The company /zigman2/quotes/201138486/delayed XE:REP +4.05% /zigman2/quotes/202941606/delayed ES:REP +2.10% said late Monday that its management analyzed the company’s role “in the fight against climate change,” which triggered the strategic shift. “It is possible to achieve at least 70% of this target with the technology that can currently be foreseen, and the company is committed to applying the best available technologies to increase this figure, including carbon capture, use and storage,” it said. Repsol would, if necessary, additionally offset emissions through reforestation and other natural climate sinks to achieve zero net emissions by 2050, it added.
Repsol said it would also tie at least 40% of the long-term variable pay of its management and senior executives, to the goals, which will form the basis for its 2021-25 strategic plan.
It now “expects a gradual decarbonization of the economy, a reduction in the expectations of future oil and gas prices and the increase of expected costs for future CO2 emissions,” it said.

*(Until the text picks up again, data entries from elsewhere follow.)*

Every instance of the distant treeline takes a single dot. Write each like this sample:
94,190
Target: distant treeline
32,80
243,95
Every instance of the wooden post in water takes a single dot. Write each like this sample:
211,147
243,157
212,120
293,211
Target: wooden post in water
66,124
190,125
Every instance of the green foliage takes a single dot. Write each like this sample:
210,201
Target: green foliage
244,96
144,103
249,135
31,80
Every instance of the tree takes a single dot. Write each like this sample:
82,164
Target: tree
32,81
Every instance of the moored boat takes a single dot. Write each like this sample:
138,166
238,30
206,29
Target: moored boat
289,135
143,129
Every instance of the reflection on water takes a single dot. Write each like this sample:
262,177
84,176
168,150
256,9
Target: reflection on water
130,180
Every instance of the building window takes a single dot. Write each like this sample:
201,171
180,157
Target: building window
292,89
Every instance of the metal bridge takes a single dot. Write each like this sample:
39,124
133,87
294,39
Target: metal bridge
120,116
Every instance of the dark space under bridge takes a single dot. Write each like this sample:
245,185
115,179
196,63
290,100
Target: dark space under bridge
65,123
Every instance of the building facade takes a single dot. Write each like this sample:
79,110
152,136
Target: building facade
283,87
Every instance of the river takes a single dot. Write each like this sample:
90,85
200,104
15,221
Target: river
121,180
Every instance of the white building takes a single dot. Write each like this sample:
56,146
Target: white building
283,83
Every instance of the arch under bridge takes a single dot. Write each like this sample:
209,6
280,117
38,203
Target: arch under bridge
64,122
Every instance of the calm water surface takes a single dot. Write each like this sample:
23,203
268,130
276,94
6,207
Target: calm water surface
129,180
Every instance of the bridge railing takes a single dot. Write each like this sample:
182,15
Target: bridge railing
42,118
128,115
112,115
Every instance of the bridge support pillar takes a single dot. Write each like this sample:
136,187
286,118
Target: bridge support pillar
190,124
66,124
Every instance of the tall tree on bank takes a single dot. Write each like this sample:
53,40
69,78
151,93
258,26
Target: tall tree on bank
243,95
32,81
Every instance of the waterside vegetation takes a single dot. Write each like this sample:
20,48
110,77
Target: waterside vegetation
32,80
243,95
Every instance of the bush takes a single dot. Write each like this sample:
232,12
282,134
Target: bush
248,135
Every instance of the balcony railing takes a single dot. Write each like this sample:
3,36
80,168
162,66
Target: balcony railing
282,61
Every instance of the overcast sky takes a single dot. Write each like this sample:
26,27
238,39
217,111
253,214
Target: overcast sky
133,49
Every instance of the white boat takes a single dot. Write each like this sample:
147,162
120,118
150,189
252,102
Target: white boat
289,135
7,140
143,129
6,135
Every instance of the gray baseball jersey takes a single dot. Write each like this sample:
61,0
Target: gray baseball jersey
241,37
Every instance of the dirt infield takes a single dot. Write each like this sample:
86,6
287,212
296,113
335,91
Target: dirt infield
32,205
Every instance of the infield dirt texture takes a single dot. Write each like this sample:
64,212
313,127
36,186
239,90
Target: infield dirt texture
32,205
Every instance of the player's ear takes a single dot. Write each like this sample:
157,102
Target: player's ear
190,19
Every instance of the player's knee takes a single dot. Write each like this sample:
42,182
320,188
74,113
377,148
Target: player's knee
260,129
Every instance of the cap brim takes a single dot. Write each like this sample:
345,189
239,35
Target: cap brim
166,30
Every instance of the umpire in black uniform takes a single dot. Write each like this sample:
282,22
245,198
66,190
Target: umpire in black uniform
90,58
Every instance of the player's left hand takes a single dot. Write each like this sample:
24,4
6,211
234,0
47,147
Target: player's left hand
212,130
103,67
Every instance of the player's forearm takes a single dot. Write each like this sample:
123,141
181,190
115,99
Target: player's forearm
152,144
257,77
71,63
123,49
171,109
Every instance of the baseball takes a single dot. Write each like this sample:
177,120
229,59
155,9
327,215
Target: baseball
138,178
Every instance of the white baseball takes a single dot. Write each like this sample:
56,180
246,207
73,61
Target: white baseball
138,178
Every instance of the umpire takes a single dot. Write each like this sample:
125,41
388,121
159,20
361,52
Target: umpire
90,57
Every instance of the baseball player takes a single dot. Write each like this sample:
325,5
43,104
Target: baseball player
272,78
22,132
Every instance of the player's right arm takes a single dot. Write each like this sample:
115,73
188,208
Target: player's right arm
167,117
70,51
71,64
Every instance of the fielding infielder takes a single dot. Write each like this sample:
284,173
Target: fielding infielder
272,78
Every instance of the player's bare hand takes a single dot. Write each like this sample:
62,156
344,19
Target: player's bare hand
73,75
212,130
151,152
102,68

Its exploration and production business would thus prioritize cash and value generation over a production increase, while its industrial businesses will keep their current position in “refining profitability together with more challenging decarbonization goals,” as well as an increase their production of biofuels and chemical products with a low carbon footprint. New businesses would take on “a more ambitious objective of low carbon power generation by 2025,” the company said.
Repsol said it expects to book an after-tax impairment charge of about 4.8 billion euros ($5.3 billion) in some assets in 2019. “This valuation adjustment will mainly affect exploration and production assets located in the United States of America and Canada, due to the reduction in the expectations of future gas prices,” it said.
The charge will hit specific reported income for 2019 but doesn’t impact cash flow or shareholder remuneration, it said.